Dictionary of Old English: "a great Canadian enterprise"
Goldfinger: the word conjures up images of gold-smothered women, razor-hatted henchmen and giant lasers.
It’s the title of the quintessential James Bond story and reflects perfectly the villain’s obsession with the precious metal. But it’s unlikely that Bond creator Ian Fleming was aware of the fanciful title’s rather pedestrian etymology.
The word dates back to the Middle Ages and “refers to the fourth or ring finger,” explains Antonette diPaolo Healey, lexicographer extraordinaire and editor of the Dictionary of Old English (DOE).

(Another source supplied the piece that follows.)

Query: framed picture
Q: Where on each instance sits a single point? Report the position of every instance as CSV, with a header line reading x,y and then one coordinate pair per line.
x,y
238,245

Professor Healey’s office is tucked away in a warren of rooms on the 14th floor of Robarts Library, the shelves around her are overstuffed with copies of manuscripts, texts and tomes of varying description representing the entirety of the Old English language.
Sponsored by the Centre for Medieval Studies, the DOE is a decades-long project to identify and define every word in the English language as it was written from CE 600-1150. This will result in some 33,000 to 35,000 individual dictionary entries.
The DOE was started in the ’70s by the late Professor Angus Cameron and exists entirely in electronic form. What sets it apart, however, is its comprehensiveness — the DOE is based on at least one copy of every surviving Old English piece of writing, from Beowulf to the Bible, legal documents to royal records — pretty much anything ever written on parchment, carved in stone or inscribed in jewelry during the Anglo-Saxon period.
“The corpus contains about four-million words, which amounts to about five times the size of the collected works of William Shakespeare,” says Healey, who holds the Angus Cameron Professorship in Old English. She and her team have completed writing more than 60 per cent of the DOE, or roughly 22,000 entries.
When finished, the DOE will join the Middle English Dictionary (CE 1100-1500) and the contemporary Oxford English Dictionary to provide a complete vocabulary of the English language.
If she had a trained staff of four editors, Healey anticipates they can finish writing the DOE in about 11 to 13 years — for the sake of comparison, the completion of the Middle English Dictionary (University of Michigan) took 71 years. As with many scholarly endeavours, funding is a key factor in its progress, and so the Centre for Medieval Studies is in the midst of an ambitious $10-million campaign to complete the DOE.
In this regard, the DOE is coming off a stellar 2012. The project had already received a $500,000 Challenge Grant from the Andrew W. Mellon Foundation, which required the DOE to raise a 1:1 match to release funds to the project. This was achieved in December thanks to a generous donation from the Honourable Hal Jackman, a former chancellor of U of T, on behalf of his wife, Maruja. The Jackman gift is the largest single donation the project has ever received.
“As a language major at U of T in the ’50s, Anglo-Saxon was an obligatory course,” says Maruja Jackman, explaining her passion for the DOE. “Most hated it — it was very hard work — but I loved it. I loved the language, the poetry and the prose. However, doing the translations was difficult because the dictionaries at the time were so inadequate for my undergraduate needs. To have had access to something like the DOE would have been a dream come true.”
In a book of essays on the DOE's research, Eric Stanley, the now-retired holder of the Rawlinson and Bosworth Chair of Anglo-Saxon at the University of Oxford, called the DOE “a great Canadian enterprise,” proclaiming that “the New World has come to the aid of the Old” and that the DOE “has the backing of Old English scholars world-wide.”
But the question remains: Why do we need a dictionary of Old English?
It’s a question Healey has encountered countless times, yet she never tires of answering.
“Certainly, the DOE is of interest to scholars of Old and Middle English, to linguists and historians,” she begins. “But most importantly, it catalogues the beginning of the English language, our own language. What the Periodic Table of Elements is to chemistry or the human genome project is to biology, dictionaries are to the humanities. We are mapping our language and our culture. People excitedly go to museums to see the artifacts and relics of our ancestors. The words of Old English are not merely a museum collection of the ‘old bones’ of our vocabulary — they are a part of the living tissue of the language we speak today.”